Posted: Thu Jan 31, 2008 5:59 pm
by aitchon
I'm fetching a page that has links with relative paths. When I run the following code, I get a link that looks like http://testurl.com/dir1/dir2/filename/. Instead the path should be http://testurl.com/dir2/filename. (I don't want to use urllinks off of the fetch of the $mainpath page, since I'm having problems extracing links that way.) How can I make the <fetch $mainpath $htmllink> statement work to give me the correct path?

<$mainpath="http://testurl.com/dir1/">
<fetch $mainpath>
<$htmlpage=$ret>
<!-- sample relative path href would be "dir2/filename/" -->
<rex row "<a\space=!</a>+</a>" $htmlpage>
<$htmllink=$ret>
<fetch $mainpath $htmllink>
<urllinks>
<loop max=1 $ret>
<$relativepathlink=$ret>
</loop>
</rex>

relative path links

Posted: Fri Feb 01, 2008 10:32 am
by mark
Given a url of "http://testurl.com/dir1/" and an href of "dir2/filename/" the correct full url is "http://testurl.com/dir1/dir2/filename/" so I don't see the problem.

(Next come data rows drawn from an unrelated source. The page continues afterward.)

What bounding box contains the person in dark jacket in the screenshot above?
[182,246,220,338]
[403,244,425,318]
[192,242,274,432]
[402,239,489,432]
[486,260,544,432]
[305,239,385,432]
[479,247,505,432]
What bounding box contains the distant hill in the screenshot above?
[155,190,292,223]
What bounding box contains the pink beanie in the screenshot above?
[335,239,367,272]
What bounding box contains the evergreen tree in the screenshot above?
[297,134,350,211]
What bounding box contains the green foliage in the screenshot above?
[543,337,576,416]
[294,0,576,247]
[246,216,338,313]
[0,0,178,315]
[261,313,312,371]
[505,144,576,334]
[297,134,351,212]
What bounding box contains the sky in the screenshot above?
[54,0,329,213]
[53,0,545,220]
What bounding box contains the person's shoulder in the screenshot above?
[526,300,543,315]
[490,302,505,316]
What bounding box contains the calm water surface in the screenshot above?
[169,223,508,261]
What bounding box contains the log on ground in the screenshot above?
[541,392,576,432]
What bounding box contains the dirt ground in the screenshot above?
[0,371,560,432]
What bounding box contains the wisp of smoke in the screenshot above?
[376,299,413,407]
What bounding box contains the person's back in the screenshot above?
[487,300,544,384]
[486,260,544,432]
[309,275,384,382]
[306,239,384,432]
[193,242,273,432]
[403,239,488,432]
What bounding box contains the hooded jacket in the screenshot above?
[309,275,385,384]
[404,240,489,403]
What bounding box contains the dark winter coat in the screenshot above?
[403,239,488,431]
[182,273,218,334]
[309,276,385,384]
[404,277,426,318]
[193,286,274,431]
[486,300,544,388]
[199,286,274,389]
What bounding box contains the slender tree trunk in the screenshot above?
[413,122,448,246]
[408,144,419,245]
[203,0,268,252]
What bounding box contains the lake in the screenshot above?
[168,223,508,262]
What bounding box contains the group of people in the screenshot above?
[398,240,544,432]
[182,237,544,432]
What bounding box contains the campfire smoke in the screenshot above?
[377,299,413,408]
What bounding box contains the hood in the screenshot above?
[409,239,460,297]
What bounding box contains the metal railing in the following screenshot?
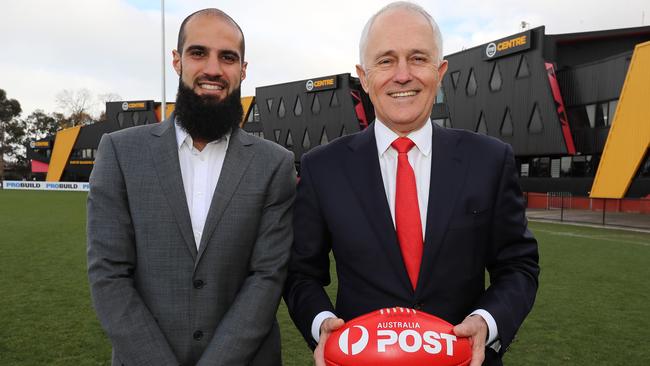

Also, what kind of problem are you having using urllinks directly from the first fetch? You're doing a ton of extra work to accomplish the same thing.

relative path links

Posted: Fri Feb 01, 2008 10:42 am
by aitchon
If you look at this page http://www.autoexperience.de/20-Audi-TT-Forum/, the href's look like:

<a href="thread/117/Auch-Gaeste-koennen-Themen-und-Beitraege-erstellen/">Auch G&auml;ste k&ouml;nnen Themen und Beitr&auml;ge erstellen!!</a>

When I do <fetch $mainpath $htmllink> using these 2 values, I get:

http://www.autoexperience.de/20-Audi-TT ... erstellen/

But the value should be:

http://www.autoexperience.de/thread/117 ... erstellen/

This is the value that urllinks produces. The reason I'm not using urllinks is that I've found it unreliable on a page that might have broken html.

relative path links

Posted: Fri Feb 01, 2008 10:46 am
by John
The page itself has a base in it:

<base href="http://www.autoexperience.de/" />

so relative links will be relative to that, not the page's URL. <urllinks> sees that, and gets the right answer.